Quels sont les prochains enjeux de la dépollution des sols ? Y-a-t-il de nouveaux marchés en émergence ?

Effectivement, c’est un secteur qui évolue. On a aujourd’hui ce que l’on appelle des polluants émergents. Avec le progrès technologique dans l’analyse et le diagnostic, on devient de plus en plus efficace dans l’identification de ces polluants. On découvre de nouvelles molécules que l’on sait nocives à partir d’une certaine concentration. 

Par exemple, les PFAS, substances per- et polyfluoroalkylées. Elles forment une famille de plusieurs milliers de molécules abondamment utilisées dans les produits domestiques du fait de leurs propriétés. Elles sont ignifuges, hydrophobes et lipophobes et se retrouvent aujourd’hui largement dans l’environnement. Ces molécules sont connues sous le nom de « produits chimiques éternels » (forever chemicals), car elles sont extrêmement persistantes dans l’environnement ; elles s’avèrent également très toxiques.

C’est pour cette raison que nous continuons d’avoir une activité de R&D soutenue chez Biobasic Environnement. Nous voulons faire progresser nos technologies et répondre à ces nouvelles problématiques.

C’est l’instant carte blanche, quelque chose à ajouter ?

Une citation de François Mauriac que j’aime bien. Elle résume mon engagement et qui nous donne à réfléchir : « Il ne sert à rien à l’Homme de gagner la Lune s’il vient à perdre la Terre ».

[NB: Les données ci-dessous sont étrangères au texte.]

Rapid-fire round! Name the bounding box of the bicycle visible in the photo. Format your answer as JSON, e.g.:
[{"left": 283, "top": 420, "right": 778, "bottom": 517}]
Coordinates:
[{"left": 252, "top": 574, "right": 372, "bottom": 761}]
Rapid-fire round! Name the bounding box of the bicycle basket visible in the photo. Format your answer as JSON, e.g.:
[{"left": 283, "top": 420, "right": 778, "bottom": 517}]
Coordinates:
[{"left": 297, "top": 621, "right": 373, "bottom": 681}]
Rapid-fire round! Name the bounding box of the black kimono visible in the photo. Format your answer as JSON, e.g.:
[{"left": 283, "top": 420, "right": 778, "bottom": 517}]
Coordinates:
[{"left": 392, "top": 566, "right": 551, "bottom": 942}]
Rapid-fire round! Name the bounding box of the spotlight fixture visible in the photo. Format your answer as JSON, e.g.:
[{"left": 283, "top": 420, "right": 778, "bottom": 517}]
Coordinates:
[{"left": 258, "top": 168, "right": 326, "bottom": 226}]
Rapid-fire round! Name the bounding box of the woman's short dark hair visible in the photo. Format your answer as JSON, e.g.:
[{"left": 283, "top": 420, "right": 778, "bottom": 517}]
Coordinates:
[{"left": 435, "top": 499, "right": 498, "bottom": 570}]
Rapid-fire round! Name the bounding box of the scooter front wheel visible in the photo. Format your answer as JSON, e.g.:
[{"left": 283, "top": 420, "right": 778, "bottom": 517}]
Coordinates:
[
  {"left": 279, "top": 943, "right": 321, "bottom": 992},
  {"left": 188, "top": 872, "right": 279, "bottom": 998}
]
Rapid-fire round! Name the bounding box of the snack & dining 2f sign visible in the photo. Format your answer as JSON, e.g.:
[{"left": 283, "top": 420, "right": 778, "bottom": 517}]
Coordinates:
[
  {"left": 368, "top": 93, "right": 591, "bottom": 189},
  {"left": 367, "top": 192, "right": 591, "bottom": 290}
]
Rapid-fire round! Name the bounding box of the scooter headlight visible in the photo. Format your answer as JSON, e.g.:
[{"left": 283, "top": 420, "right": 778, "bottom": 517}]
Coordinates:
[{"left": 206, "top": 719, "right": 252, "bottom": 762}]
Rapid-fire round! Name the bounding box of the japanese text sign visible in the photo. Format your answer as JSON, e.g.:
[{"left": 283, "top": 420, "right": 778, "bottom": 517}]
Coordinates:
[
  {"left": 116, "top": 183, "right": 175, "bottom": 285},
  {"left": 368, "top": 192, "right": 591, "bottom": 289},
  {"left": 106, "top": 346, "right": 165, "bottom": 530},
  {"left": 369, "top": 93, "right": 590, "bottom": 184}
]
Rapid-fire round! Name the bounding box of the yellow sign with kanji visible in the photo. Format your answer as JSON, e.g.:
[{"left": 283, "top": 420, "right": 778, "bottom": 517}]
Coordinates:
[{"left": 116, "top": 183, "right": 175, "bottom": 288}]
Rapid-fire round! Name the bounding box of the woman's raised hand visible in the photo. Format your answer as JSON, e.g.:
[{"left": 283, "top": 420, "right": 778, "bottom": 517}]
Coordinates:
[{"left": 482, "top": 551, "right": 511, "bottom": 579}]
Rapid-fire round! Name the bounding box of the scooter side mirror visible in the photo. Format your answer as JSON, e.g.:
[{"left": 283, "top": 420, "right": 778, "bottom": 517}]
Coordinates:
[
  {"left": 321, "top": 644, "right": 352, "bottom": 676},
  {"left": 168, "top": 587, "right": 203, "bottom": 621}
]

Cette phrase est terriblement d’actualité. Je pense que nous devons collectivement prendre conscience de l’impérieuse nécessité de préserver notre environnement.

Dans la tête de Julien de Biobasic Environnement

Ta définition de l’innovation : Frugale et biomimétique ! faire mieux avec moins en s’inspirant de la nature.

Une belle idée de start-up :  PlayMoovin’, créée par Sébastien Passemard, qui contribue à la démystification du fauteuil roulant et permet la sensibilisation au handicap et l’accès au Sport pour Tous !

La start-up qui monte :  Deux start-up de chimie verte locales, Afyren et Metabolic Explorer devenue une ETI en une vingtaine d’années.

Où est-ce que tu vas à la pêche à l’info :  Dans les articles, journaux et congrès scientifiques ; sur LinkedIn et au sein de réseaux professionnels et pôles de compétitivité comme Axelera par exemple qui permettent de précieux échanges d’expertise.

Une recommandation pour s’instruire (livre, podcast, magazine, série) : L’émission La terre au carré sur France Inter en direct ou en podcast !
Une BD : Le Monde sans fin, miracle énergétique et dérive climatique de Christophe Blain et Jean-Marc Jancovici.

Une recommandation pour rire (livre, podcast, magazine, série) : Une sortie théâtre : Fabrice Luchini, Des écrivains parlent d’argent !

une femme qui t’inspire/experte :  Jane Goodall pour ses actions remarquables en faveur de l’environnement et de la biodiversité.

L’Auvergnat.e d’ici ou d’ailleurs avec qui tu aimerais bien boire un coup : Julian Alaphilippe (double champion du monde !) avec lequel je partage la passion du vélo sous toutes ses formes.